Avez-vous des industries spécifiques dans lesquelles vous intervenez ?

Non, car comme nous avons choisi les PME, d’une certaine façon, elles ont choisi pour nous. Quand vous regardez comment les PME françaises sont structurées, la majorité font du commerce, d’autres du  BTP,  de l’industrie ou encore du service pour les entreprises donc c’est déjà très segmenté. Ce qui fera la différence entre elles, ce seront leurs clients. Nous savons que ça n’a pas beaucoup de sens dans ce cas de cibler par secteur. Au niveau des industries et des activités, nous n’avons pas de cibles particulières. L’historique de notre équipe fait que nous connaissons certains sujets mieux que d’autres. 

Sur le sujet hôtellerie, voyez-vous des particularités par rapport à d’autres secteurs ou est-ce la même chose pour vous ?

C’est un secteur qui ne fonctionne pas de façon “lambda”. La France est un pays expert au niveau de l’hôtellerie, il y a beaucoup de franchises qui sont nées ici. Le fait qu’on connaisse bien la chaîne de distribution, le fonctionnement de ces franchises, les réseaux connexes, etc, aide à bien parler à nos interlocuteurs. Cela reste dans l’ensemble des métiers complexes car les marges ne sont pas si importantes. Bien connaître cet écosystème est très utile pour nous. Ce n’est pas un secteur facile mais nous avons une appétence naturelle pour lui. Pour autant, nous n’avons pas fait tant de financement que cela sur les 50 dossiers. Nous n’en avons pas fait un axe de développement particulier, notamment parce que sur la partie structure, ils sont habitués aux prêts bancaires longs à taux très faibles, ce qui est le contraire de ce que nous faisons !

Travaillez-vous aussi sur la partie crowdfunding ?

Non, nous avons fait dès le départ le choix de faire du capitalisme pur et dur.
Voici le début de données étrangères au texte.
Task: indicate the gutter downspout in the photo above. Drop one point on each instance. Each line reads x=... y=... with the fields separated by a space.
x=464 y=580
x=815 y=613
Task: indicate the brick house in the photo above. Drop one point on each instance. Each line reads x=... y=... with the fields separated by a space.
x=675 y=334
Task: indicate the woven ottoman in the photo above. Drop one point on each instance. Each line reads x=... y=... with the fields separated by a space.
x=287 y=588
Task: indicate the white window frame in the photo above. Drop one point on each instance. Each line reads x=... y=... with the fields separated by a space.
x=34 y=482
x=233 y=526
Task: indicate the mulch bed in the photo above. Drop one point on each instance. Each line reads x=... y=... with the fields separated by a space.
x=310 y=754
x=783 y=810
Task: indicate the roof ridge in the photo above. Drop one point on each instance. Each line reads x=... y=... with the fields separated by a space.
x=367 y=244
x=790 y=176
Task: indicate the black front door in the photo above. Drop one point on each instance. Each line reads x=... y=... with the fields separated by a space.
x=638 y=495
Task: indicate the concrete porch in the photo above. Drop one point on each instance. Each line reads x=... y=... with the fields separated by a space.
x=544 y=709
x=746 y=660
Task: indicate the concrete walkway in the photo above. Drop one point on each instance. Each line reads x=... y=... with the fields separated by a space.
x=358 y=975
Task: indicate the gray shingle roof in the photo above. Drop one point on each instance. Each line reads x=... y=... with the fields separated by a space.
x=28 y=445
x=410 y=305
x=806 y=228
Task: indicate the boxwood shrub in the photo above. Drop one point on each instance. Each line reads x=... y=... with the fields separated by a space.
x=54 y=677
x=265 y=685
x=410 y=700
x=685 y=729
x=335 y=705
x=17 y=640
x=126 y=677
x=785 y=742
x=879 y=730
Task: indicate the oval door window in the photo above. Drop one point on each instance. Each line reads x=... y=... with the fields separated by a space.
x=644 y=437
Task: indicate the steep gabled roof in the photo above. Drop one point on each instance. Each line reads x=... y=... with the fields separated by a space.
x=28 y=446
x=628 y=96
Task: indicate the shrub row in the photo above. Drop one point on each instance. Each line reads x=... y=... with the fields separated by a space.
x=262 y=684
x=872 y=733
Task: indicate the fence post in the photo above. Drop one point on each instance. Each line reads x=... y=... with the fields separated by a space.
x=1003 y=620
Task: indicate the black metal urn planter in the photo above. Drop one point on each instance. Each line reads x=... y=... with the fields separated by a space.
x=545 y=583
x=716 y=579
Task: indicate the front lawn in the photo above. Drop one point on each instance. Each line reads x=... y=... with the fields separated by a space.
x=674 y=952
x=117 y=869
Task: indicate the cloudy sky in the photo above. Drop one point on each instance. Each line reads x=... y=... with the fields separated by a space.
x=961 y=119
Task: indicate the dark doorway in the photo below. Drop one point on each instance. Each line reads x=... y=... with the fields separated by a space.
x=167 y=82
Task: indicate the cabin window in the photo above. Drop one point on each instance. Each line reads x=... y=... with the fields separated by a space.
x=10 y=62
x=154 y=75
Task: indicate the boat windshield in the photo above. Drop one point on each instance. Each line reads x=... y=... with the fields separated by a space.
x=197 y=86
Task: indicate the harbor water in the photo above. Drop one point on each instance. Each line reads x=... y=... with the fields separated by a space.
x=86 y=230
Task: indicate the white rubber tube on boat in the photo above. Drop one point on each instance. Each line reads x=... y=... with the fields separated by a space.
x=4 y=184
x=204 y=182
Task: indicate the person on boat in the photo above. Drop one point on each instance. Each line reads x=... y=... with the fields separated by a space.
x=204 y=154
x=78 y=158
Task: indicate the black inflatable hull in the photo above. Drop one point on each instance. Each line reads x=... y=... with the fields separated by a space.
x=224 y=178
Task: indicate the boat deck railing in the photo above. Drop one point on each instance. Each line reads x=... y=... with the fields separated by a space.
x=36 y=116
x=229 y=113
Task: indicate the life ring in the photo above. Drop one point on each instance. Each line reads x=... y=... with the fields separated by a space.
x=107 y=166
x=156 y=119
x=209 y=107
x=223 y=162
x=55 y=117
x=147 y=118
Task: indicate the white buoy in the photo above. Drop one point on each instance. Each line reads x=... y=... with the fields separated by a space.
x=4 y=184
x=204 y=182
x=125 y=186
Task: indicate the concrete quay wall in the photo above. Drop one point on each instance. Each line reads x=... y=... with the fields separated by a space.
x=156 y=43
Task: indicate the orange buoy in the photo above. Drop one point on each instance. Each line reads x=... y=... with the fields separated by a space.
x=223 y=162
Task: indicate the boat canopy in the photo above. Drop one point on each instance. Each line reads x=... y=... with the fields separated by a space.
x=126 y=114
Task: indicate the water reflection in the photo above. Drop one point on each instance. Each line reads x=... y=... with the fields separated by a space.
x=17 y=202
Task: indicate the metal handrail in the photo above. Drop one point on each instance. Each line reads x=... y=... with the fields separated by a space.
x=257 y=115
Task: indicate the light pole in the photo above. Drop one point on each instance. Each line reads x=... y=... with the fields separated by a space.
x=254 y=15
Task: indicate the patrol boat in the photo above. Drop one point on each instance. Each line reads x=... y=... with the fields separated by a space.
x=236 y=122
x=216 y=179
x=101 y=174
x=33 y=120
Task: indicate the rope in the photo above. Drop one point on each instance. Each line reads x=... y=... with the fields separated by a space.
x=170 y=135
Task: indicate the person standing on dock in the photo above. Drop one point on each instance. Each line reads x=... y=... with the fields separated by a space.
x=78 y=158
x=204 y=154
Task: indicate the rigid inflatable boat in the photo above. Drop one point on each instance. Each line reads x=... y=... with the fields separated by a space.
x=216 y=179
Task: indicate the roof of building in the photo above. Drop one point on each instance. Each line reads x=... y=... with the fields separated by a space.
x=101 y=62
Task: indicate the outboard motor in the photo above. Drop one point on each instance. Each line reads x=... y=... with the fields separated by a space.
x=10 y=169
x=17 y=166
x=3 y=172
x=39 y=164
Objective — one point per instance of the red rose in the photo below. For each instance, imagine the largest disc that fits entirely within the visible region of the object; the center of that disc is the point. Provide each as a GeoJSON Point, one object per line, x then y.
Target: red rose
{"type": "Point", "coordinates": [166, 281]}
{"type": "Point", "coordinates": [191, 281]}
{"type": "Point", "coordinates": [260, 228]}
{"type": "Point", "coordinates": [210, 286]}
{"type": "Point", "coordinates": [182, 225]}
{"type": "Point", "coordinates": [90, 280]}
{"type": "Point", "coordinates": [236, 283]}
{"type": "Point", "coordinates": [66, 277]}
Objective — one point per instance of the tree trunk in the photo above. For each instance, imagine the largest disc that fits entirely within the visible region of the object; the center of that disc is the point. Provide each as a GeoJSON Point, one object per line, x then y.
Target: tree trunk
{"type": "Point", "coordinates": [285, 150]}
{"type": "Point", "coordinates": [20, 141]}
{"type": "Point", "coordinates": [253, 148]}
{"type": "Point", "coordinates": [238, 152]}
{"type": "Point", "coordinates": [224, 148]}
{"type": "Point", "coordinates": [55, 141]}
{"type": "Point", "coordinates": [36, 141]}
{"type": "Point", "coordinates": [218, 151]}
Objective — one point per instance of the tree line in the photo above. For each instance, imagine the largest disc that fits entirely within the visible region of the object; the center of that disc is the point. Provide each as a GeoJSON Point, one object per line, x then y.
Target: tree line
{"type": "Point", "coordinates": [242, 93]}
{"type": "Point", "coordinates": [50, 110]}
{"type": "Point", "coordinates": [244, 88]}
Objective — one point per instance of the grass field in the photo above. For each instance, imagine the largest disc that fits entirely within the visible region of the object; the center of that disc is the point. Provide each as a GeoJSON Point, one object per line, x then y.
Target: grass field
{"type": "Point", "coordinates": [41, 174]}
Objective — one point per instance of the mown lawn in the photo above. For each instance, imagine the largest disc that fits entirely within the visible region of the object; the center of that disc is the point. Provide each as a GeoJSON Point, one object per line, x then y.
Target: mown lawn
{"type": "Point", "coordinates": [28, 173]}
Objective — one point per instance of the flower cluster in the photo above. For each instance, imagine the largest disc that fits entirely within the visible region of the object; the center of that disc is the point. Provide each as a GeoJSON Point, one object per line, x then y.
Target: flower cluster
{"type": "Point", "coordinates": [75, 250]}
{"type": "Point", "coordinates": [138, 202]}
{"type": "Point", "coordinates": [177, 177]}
À partir de là, nous ne jouons pas sur le pathos. Je trouve ce qu’ils font très bien mais cela ne me correspond pas. La façon dont nous exprimons notre implication dans “la cité” c’est en choisissant des entrepreneurs avec des valeurs dans lesquelles nous nous retrouvons. Nous finançons des familles et des personnes qui portent des valeurs économiques que nous soutenons.